Similarly, the substation at Akanran/Olorunsogo in Ibadan, which was destroyed by some irate youths in January 2012 and was left abandoned thereafter, thus cutting the area completely off electricity supply, was taken up by IBEDC. The company spent about N150 million to renovate the substation. It also invested huge resources to upgrade facilities in other areas of its franchise so as to improve electricity distribution in all the states it covers. But that has since stopped as a result of the disagreement between the two key players in the company.

Zero-sum game

According to an IBEDC employee, who craved anonymity, “The two (Ayeni and Okunbo) gave birth to the company and their discord led to its demise. If the company had continued the way we started, we would have been number one in the country today but because of the war between the two shareholders, the progress of the company was put on hold. The question to ask is why did our foreign technical partners leave? Why has the company been unable to appoint a CEO for over two years? It is all because of the unnecessary infighting.”

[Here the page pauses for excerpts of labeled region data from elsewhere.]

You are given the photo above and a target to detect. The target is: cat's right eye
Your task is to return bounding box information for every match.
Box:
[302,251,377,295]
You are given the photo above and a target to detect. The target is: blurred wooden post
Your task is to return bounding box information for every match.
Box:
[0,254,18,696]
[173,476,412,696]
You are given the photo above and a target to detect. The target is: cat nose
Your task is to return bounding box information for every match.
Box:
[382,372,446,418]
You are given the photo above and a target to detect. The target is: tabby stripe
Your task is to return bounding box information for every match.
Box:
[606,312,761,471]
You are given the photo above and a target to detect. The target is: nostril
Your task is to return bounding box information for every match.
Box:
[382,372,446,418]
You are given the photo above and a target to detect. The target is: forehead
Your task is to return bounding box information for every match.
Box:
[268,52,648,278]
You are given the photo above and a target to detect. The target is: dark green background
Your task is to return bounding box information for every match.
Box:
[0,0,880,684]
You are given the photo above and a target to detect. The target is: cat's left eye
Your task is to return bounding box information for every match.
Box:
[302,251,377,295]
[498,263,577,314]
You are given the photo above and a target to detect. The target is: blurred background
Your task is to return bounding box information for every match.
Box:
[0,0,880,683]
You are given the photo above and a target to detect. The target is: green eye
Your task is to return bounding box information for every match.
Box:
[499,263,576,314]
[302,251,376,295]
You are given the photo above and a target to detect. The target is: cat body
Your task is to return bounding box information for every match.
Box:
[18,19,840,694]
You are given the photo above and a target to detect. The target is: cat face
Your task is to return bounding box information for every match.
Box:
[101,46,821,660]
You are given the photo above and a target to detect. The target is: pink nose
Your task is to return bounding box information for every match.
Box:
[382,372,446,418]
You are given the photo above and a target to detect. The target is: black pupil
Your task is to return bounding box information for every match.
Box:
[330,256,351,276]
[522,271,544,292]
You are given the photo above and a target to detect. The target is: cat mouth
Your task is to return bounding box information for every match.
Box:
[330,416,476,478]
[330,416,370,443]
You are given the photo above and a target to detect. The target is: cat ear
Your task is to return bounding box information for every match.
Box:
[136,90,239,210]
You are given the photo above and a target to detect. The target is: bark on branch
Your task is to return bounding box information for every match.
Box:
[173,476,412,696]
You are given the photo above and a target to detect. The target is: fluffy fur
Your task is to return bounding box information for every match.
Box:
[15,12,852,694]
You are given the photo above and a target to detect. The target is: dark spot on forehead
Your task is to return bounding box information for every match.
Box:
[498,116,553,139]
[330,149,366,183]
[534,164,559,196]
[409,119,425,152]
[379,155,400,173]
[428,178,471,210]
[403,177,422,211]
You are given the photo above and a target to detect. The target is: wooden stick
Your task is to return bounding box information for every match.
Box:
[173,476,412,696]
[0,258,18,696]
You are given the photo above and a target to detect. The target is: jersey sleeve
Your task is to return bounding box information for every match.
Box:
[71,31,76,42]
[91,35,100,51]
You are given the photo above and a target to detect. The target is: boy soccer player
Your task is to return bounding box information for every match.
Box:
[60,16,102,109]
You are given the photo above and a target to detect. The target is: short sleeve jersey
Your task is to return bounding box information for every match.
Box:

According to another employee, the disagreement between the two principal partners threw up two different groups in the management of the company with each one meant to checkmate the other. So, rather than the members of management working as one, they became adversarial. And consequently, obligations to banks and other critical agencies were neglected.

“As a result of their unwillingness to resolve their differences, we are all losers now. Yes, they have lost the company they founded, and we are at the verge of losing our jobs. Forget what the receiver/manager said about not taking anybody’s job, the likelihood of many of us, especially those of us in management, losing our jobs is high. But this didn’t have to happen,” the employee said.